A team of Wayne State University and Perinatology Research Branch researchers have found that specialized lymphocytes, regulatory T cells, play a central role in sustaining pregnancy in the third trimester, and the loss of those cells can lead to preterm labor and birth. They also discovered that replenishing these T cells can prevent preterm birth and reverse the associated adverse outcomes in neonates.
The study, “Regulatory T Cells Play a Role in a Subset of Idiopathic Preterm Birth and Adverse Neonatal Outcomes," is published today in Cell Reports.
“The article reports that a subset of lymphocytes called regulatory T cells are important in normal pregnancy and that a deficit in these cells results in premature labor and also adverse neonatal outcomes,” said Nardhy Gomez-Lopez, Ph.D., associate professor of the WSU Department of Obstetrics and Gynecology, and section
head of the Maternal-Fetal Immunobiology Unit. She is the lead author of the study. “Our research found that the depletion of regulatory T cells during pregnancy results in abnormal placental gene expression and fetal growth restriction, but the replenishment of those cells can prevent premature labor and adverse neonatal outcomes.”
One in every 10 infants were born early (before 37 weeks) in the United States in 2018, the last year for which statistics are available. Babies born early remain at high risk for both short- and long-term health complications, resulting in an enormous societal and health care financial burden. According to the World Health Organization, an estimated 15 million babies are born prematurely annually, and approximately 1 million children die each year due to complications of preterm birth. In fact, preterm birth is the leading cause of death in children younger than 5 worldwide.
The 2019 March of Dimes annual “report card” found that the preterm birth rate in the United States worsened for a fourth year, rising from 9.63% of every 1,000 births in 2015 to 10.02% in 2018. Michigan, with a 10% rate of preterm birth, received a “C” grade, while the city of Detroit, with a 14.3% rate, received an “F.” In Michigan, the preterm birth rate among Black women is 57% higher than the rate among all other women.
The study reports that regulatory T cells, a subset of specialized lymphocytes, play a central role in sustaining pregnancy in the third trimester. A depletion of Tregs during pregnancy results in abnormal placental gene expression and fetal growth restriction, which can lead to preterm birth and its attendant adverse health outcomes.
The depletion of regulatory T cells led to spontaneous preterm birth in 15% of cases, but that effect was reversed and halted by the adoptive transfer of such cells, said Dr. Gomez-Lopez, who is also with the Perinatal Research Initiative in Support of the Perinatology Research Branch.
The researchers found that regulatory T cells are reduced in a subset of women who experience idiopathic, or unexplained, preterm labor and birth. However, the reduction of the cells does not occur in full-term labor. The imbalance of the Tregs creates a stereotypical type of inflammation, which is different from that observed in women with intra-amniotic or systemic inflammation. The authors propose that these cells play a critical role in modulating cellular responses that prevent inflammation in late pregnancy as well as prohibiting fetal growth restriction.

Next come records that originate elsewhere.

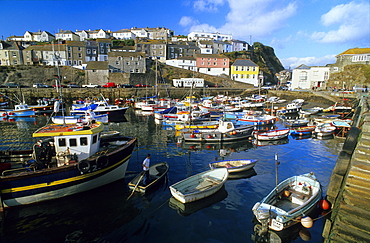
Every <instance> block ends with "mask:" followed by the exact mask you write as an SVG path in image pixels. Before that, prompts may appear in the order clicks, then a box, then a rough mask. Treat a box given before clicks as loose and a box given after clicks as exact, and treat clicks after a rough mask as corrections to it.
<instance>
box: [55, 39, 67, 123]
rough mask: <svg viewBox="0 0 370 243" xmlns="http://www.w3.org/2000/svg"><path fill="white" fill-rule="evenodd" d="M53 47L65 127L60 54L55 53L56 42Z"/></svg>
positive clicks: (61, 104)
mask: <svg viewBox="0 0 370 243" xmlns="http://www.w3.org/2000/svg"><path fill="white" fill-rule="evenodd" d="M52 47H53V65H54V64H55V66H56V67H57V75H58V76H57V79H56V80H55V85H56V89H57V92H58V91H59V98H60V105H61V106H62V117H63V126H65V125H66V119H65V114H64V109H63V108H64V107H63V93H62V80H61V76H60V69H59V60H60V56H59V53H58V55H57V54H56V53H55V48H54V42H53V45H52ZM55 61H56V62H55ZM54 62H55V63H54ZM59 85H60V87H59Z"/></svg>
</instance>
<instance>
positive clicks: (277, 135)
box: [254, 129, 290, 141]
mask: <svg viewBox="0 0 370 243" xmlns="http://www.w3.org/2000/svg"><path fill="white" fill-rule="evenodd" d="M289 132H290V130H289V129H277V130H270V131H267V132H261V133H255V134H254V137H255V138H256V139H257V140H262V141H271V140H279V139H283V138H286V137H288V135H289Z"/></svg>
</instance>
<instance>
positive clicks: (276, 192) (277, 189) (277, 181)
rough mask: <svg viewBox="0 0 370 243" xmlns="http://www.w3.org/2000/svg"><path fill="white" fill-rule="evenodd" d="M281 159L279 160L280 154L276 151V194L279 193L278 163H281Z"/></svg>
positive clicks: (275, 160)
mask: <svg viewBox="0 0 370 243" xmlns="http://www.w3.org/2000/svg"><path fill="white" fill-rule="evenodd" d="M279 164H280V163H279V160H278V154H277V153H275V192H276V196H277V195H278V182H279V180H278V165H279Z"/></svg>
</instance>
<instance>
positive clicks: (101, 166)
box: [95, 155, 109, 168]
mask: <svg viewBox="0 0 370 243" xmlns="http://www.w3.org/2000/svg"><path fill="white" fill-rule="evenodd" d="M95 163H96V165H97V166H98V168H104V167H106V166H107V165H108V163H109V160H108V157H107V156H106V155H100V156H99V157H97V158H96V160H95Z"/></svg>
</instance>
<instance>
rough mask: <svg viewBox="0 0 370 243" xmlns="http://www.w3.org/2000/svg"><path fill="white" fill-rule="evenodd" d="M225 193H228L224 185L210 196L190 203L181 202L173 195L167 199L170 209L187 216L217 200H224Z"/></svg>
mask: <svg viewBox="0 0 370 243" xmlns="http://www.w3.org/2000/svg"><path fill="white" fill-rule="evenodd" d="M227 195H228V194H227V191H226V190H225V186H222V187H221V189H220V190H218V191H217V192H215V193H214V194H212V195H211V196H209V197H205V198H203V199H200V200H197V201H194V202H190V203H181V202H180V201H178V200H177V199H175V198H174V197H171V198H170V201H169V206H170V207H171V208H172V209H175V210H177V212H178V214H180V215H181V216H189V215H190V214H192V213H195V212H197V211H199V210H201V209H204V208H207V207H209V206H211V205H213V204H215V203H217V202H220V201H222V200H224V199H225V198H226V197H227Z"/></svg>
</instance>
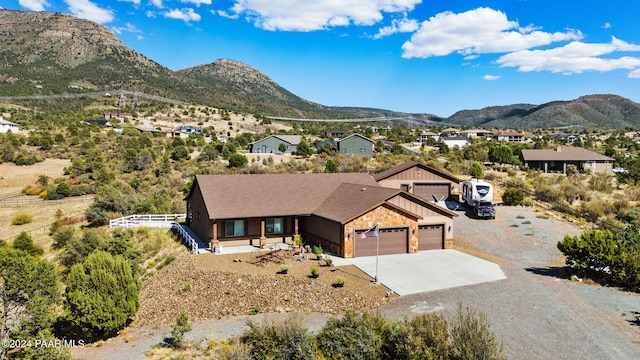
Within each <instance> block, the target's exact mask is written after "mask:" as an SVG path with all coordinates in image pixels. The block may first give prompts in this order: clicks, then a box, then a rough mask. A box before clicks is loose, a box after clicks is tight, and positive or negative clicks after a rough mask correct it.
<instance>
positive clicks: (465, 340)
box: [449, 304, 507, 360]
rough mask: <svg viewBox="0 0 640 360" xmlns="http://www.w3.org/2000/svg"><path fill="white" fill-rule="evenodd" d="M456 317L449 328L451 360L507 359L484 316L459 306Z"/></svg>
mask: <svg viewBox="0 0 640 360" xmlns="http://www.w3.org/2000/svg"><path fill="white" fill-rule="evenodd" d="M456 315H457V316H456V322H455V323H454V324H453V326H452V327H451V341H452V343H451V348H450V351H449V354H450V358H451V359H454V360H458V359H460V360H463V359H495V360H497V359H506V358H507V357H506V355H505V354H504V347H503V345H502V343H501V342H500V341H499V340H498V339H497V338H496V336H495V334H494V333H493V331H491V328H490V325H489V321H488V320H487V317H486V315H485V314H483V313H481V312H479V311H477V310H475V309H472V308H470V307H469V306H464V307H463V306H462V305H461V304H460V305H458V310H457V314H456Z"/></svg>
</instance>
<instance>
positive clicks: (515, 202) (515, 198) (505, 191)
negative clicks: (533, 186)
mask: <svg viewBox="0 0 640 360" xmlns="http://www.w3.org/2000/svg"><path fill="white" fill-rule="evenodd" d="M522 200H524V192H523V191H522V189H520V188H506V189H504V192H503V193H502V202H504V204H505V205H509V206H511V205H520V203H522Z"/></svg>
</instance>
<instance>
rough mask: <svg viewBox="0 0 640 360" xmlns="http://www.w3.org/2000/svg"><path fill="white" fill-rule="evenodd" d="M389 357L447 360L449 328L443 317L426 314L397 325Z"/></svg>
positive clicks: (421, 315) (392, 340) (396, 324)
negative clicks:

In addition, the team found that adverse neonatal outcomes were more prevalent when regulatory T cells were depleted in additional pregnancies, supporting the concept that pregnancy imprints a protective regulatory memory carried into further pregnancies.
View a video of the study here.
Other researchers involved in the study include Roberto Romero, M.D., D.Med.Sci, chief of the PRB; Marcia Arenas Hernandez, Ph.D., PRB research associate; Derek Miller; PRB research assistant; Valeria Garcia-Flores, assistant professor; Yaozhu Leng; PRB research assistant; Yi Xu; PRB research associate; Jose Galaz, PRB post-doctoral fellow; Sonia Hassan, M.D., professor of WSU Obstetrics and Gynecology; Chaur-Dong Hsu, M.D., chair and Frank P. Iacobell Professor of WSU Obstetrics and Gynecology; Harley Tse, Ph.D., professor of WSU Biochemistry, Microbiology and Immunology; Carmen Sanchez-Torres, professor of the Departament of Molecular Biomedicine, Centro de Investigación y de Estudios Avanzados del Instituto Politécnico Nacional, Mexico City; Bogdan Done, Ph.D., PRB post-doctoral fellow; and Adi Tarca, Ph.D., professor of WSU Obstetrics, and the Gynecology, Bioinformatics and Computational Biology Unit of the WSU School of Medicine.
The study was supported by the Perinatology Research Branch, Division of Obstetrics and Maternal-Fetal Medicine of the Intramural Program of the Eunice Kennedy Shriver National Institute of Child Health and Human Development, and the Perinatal Research Initiative of Wayne State University.
The Perinatology Research Branch, an arm of the National Institutes of Health, is dedicated to maternal-fetal research and combating preterm birth. It is the only center of its kind outside of the NIH’s Bethesda, Md., headquarters. Since coming to WSU 28 years ago, it has assisted more than 25,000 mothers.